The nature of commercial system integration is changing.
In addition to selling products, integrators are beginning to adapt a service-based business model. CI checks in with one company that has made this shift within the last couple years.
Last week, AVI-SPL hosted its annual Global Sales Meeting, bringing over 250 employees and 250 partner attendees together in sunny Tampa, Fl.
The focus at the meeting was AVI-SPL‘s recent shift from products to services, offering their customers technology “solutions” instead of making box sales.
“To be relevant in the space today, you can’t just be talking about bits and bytes and bandwidth,” says Mike Brandofino, Executive Vice President of Video and Unified Communications at AVI-SPL. “You need to be talking about how they affect businesses.”
And it’s working: AVI-SPL saw a 10 percent growth in service revenue from 2012 to 2013. This suggests the company is growing more proficient in creating the right solutions for the right customers. The trick is being able to understand both the technology and the people, to be able to fit one with the other. Which means that it’s not necessarily about the brand.
“Our first question [to our customers] has to be, ‘What is your meeting like?'” says Brandofino. Do you need multi-room videoconferencing? Might you benefit from a global help desk? Do you need to be able to train people a thousand miles away? There are 3,500 different types of products from manufacturers. How do customers choose?
Take Block ME, for example, AVI-SPL’s new video signal interrupter device. To ensure privacy in company meetings, Block ME stops video calls from being initiated by blocking specific IP traffic to and from a network. The device is easy to use, having one large “block” button and green and red lights signifying on and off, whether your meeting is public or private. Is this something a customer might need?
What about cloud-based solutions? To meet the increasing demand of cloud platforms, AVI-SPL offers a cloud-based videoconferencing service called the Virtual Meeting Room (VMR). This service is hosted on AVI-SPL infrastructure, allows the user to leverage existing networking devices, and works across a variety of video endpoints and codecs.

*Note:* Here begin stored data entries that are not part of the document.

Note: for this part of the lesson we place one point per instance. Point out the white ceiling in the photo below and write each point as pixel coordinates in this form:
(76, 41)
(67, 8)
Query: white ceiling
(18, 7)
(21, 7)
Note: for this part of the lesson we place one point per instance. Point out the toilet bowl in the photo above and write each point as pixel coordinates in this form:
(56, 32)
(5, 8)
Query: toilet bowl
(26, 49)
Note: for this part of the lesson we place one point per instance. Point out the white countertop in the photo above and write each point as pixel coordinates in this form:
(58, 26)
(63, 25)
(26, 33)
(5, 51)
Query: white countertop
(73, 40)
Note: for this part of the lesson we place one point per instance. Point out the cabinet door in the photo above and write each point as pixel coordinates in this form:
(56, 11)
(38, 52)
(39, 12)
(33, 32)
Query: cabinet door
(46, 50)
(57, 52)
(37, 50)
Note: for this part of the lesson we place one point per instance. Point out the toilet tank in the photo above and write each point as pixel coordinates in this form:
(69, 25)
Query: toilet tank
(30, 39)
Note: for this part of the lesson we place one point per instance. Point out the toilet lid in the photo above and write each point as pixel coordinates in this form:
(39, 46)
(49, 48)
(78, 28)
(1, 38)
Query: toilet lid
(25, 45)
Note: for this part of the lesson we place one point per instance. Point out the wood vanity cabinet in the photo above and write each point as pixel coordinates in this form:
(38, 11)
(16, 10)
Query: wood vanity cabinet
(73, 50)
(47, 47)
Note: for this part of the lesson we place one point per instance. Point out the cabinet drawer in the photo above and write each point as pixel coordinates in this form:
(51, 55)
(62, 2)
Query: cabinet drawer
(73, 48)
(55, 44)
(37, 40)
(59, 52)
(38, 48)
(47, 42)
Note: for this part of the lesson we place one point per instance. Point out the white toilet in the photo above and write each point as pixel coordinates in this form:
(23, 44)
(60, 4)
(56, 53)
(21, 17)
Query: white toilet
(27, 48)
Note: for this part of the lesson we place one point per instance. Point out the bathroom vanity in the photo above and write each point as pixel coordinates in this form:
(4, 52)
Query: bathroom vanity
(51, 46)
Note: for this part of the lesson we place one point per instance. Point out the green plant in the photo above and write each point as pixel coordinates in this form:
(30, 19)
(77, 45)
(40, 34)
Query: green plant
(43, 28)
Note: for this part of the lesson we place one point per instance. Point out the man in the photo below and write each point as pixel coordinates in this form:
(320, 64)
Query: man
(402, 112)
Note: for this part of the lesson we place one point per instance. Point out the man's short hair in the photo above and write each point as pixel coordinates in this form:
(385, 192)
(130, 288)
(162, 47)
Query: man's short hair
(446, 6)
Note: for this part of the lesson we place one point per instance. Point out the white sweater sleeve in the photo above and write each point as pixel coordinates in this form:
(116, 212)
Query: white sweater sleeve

“The new workplace requires and expects these tools,” explains Brandofino after demoing the VMR.
But they don’t need everything. “Our job,” he says, “is to find out what works best in each individual case.”
Think about a car: you need a steering wheel, brakes, and gas. Every car has the basic necessities just as every videoconferencing manufacturer will enable two people to see and speak to one another without being in the same room. But the smaller, more detailed features provided differ from manufacturer to manufacturer, as do the features needed by the customer.